Matrix rank and probability limit

Question

If I have a random matrix $M$ (dimension $l\times l$) whose elements are stochastic and depend on $n$ such that for all $n$, the rank of $M$ is less than or equal to $k$, can I infer that $$ \text{plim}_{n\to\infty}M $$ has rank less than or equal to $k$? Here, we assume that the probability limit above exists and $l$ and $k$ do not depend on $n$.

The result appears as an implicit step in a proof in my textbook. I know the Continuous Mapping Theorem but rank isn't a continuous map of a matrix so I'm stuck.
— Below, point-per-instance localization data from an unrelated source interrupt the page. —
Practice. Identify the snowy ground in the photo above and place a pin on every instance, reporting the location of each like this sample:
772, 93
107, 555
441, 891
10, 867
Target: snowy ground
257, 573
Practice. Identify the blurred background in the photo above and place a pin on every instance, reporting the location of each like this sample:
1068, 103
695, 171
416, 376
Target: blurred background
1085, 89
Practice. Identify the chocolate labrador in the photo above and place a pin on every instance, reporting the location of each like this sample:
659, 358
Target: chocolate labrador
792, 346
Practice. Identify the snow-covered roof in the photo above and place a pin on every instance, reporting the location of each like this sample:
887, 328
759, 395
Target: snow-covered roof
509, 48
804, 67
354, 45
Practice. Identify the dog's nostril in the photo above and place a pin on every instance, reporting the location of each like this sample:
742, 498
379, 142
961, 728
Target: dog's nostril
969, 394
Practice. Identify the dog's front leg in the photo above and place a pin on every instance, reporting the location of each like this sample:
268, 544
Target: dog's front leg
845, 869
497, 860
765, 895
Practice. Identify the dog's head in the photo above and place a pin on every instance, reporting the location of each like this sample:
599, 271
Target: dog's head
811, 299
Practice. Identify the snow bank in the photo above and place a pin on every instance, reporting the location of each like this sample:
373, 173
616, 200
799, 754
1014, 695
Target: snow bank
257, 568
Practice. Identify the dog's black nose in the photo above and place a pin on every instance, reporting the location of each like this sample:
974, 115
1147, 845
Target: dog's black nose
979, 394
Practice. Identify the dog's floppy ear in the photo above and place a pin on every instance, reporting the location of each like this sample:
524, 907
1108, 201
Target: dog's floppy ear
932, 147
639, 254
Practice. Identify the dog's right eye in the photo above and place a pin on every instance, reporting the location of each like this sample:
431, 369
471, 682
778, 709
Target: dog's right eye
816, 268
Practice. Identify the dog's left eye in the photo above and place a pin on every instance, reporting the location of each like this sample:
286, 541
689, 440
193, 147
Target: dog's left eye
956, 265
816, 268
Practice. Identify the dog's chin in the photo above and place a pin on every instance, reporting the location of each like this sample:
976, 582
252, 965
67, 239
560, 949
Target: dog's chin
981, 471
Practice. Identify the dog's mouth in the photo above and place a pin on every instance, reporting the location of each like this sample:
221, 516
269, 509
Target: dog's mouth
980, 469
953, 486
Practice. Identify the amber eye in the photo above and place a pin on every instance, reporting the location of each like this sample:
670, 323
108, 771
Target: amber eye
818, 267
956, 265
Thanks for your help.

Answer 1

This follows from two facts:

1. The set of $l \times l$ matrices with rank $\leq k$ is closed.

This is true since, for $k<l$, the matrices with rank $\leq k$ are precisely those for which every $(k+1)\times (k+1)$ submatrix has determinant 0. (Now use the fact that the determinant is continuous, so its preimage of $\{0\}$ is closed, and the intersection of closed sets is closed.)

2. Given a closed subset $C$ of a metric space $E$ and a sequence of random elements $X_i$ of $E$, if $X_i$ converges in probability to a random variable $X$, and if $P(X_i \in C)=1$ for all $i$, then $P(X \in C)=1$.

This is true since convergence in probability implies a.s.-convergence on a subsequence.